Advantage Health CEO David Blair said the clinic is a way for the practice to reach patients it otherwise might not encounter. “This allows us to be exposed to a new group of people who have the potential to enlarge our patient base, to be patient-centric and to grow our business. We chose a model to place our own providers in the facility. That gave us best chance to assure quality care.”
Caro said Advantage Health used a combination of new hires and existing employees to staff the Convenient Care Clinic. Unlike Affordable Basic Care clinics, where charges vary according to the service, the Advantage Health clinic charges $49 for every service. Caro said the pricing scheme was chosen to simplify the business model.
Some primary care doctors are wary of retail clinics, including Dr. Robert Redeker, an independent family practice physician in Byron Center and president of the Michigan Academy of Family Physicians.

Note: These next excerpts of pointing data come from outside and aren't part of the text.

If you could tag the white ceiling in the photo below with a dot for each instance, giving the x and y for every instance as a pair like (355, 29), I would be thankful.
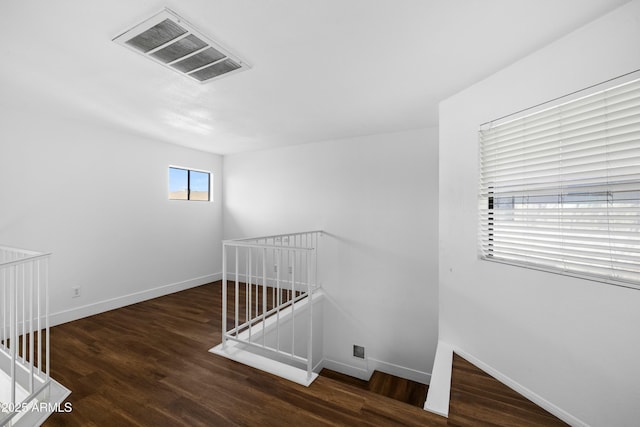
(322, 69)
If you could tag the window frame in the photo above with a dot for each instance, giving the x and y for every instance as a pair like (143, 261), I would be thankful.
(489, 202)
(189, 190)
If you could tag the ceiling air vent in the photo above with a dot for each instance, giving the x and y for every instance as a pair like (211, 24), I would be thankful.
(169, 40)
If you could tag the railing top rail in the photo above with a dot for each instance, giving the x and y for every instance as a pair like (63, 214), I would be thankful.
(245, 239)
(234, 243)
(26, 256)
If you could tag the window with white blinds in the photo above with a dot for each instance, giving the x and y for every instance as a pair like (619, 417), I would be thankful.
(560, 188)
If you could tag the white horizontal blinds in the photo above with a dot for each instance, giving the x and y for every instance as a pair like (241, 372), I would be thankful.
(560, 189)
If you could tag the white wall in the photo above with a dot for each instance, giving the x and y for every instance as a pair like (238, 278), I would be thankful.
(571, 342)
(376, 198)
(96, 196)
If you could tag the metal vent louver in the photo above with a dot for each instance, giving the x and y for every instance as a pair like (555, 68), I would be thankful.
(169, 40)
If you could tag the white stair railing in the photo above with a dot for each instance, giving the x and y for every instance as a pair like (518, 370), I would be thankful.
(267, 295)
(24, 331)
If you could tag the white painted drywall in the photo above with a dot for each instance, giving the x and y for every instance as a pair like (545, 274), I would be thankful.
(573, 343)
(95, 195)
(376, 197)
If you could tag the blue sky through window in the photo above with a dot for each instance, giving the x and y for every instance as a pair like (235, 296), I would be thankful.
(177, 179)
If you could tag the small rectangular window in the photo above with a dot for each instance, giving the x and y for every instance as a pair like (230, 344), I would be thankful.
(187, 184)
(560, 188)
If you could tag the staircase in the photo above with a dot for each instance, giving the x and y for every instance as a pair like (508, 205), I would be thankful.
(269, 289)
(400, 389)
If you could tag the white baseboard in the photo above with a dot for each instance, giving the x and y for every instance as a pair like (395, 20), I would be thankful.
(65, 316)
(343, 368)
(439, 393)
(376, 365)
(535, 398)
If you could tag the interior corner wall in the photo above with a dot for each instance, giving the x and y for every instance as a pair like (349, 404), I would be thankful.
(375, 197)
(573, 344)
(95, 195)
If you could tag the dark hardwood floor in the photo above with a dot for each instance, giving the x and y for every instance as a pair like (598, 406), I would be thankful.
(148, 365)
(400, 389)
(479, 399)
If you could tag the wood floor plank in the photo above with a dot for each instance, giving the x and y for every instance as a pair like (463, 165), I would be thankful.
(148, 365)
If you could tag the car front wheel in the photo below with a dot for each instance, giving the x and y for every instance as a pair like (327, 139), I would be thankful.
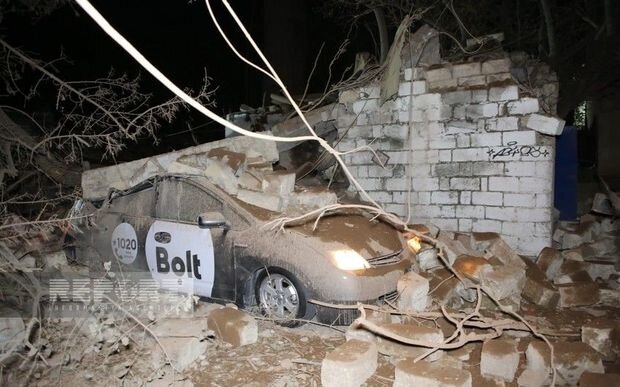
(281, 297)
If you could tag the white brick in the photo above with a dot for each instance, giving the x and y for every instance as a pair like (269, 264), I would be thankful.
(552, 126)
(534, 215)
(501, 213)
(469, 154)
(523, 106)
(486, 139)
(487, 198)
(456, 97)
(438, 74)
(496, 66)
(484, 225)
(476, 212)
(476, 80)
(465, 183)
(505, 184)
(466, 69)
(443, 197)
(521, 137)
(518, 200)
(481, 110)
(502, 124)
(518, 168)
(508, 93)
(425, 184)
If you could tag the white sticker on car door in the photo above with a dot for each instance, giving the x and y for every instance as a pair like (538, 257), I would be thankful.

He said the idea of enacting state-level regulations for the clinics has come up to the Michigan State Medical Society, but with the budget crisis in Lansing, there’s little political will to lobby the Legislature at this time.
“The current public health code just requires there be an appropriate supervisory relationship. A physician has to be available for consultation, if necessary, and that can be over the phone.”
Redeker said family physicians are concerned that nurse practitioners and physician’s assistants working in clinics may overstep their bounds, may be too quick to prescribe over-used antibiotics and may fail to communicate with patients’ doctors. So the academy has issued recommendations for clinics.
“I can’t tell you it doesn’t cut into some of our business, but we’re almost talking apples and oranges,” Redeker added. “Most of these people are not people who would have made it to my office anyway. The idea that clinics are cutting into our business is not the main argument we have. We’re more concerned about the type of care and the quality of care.”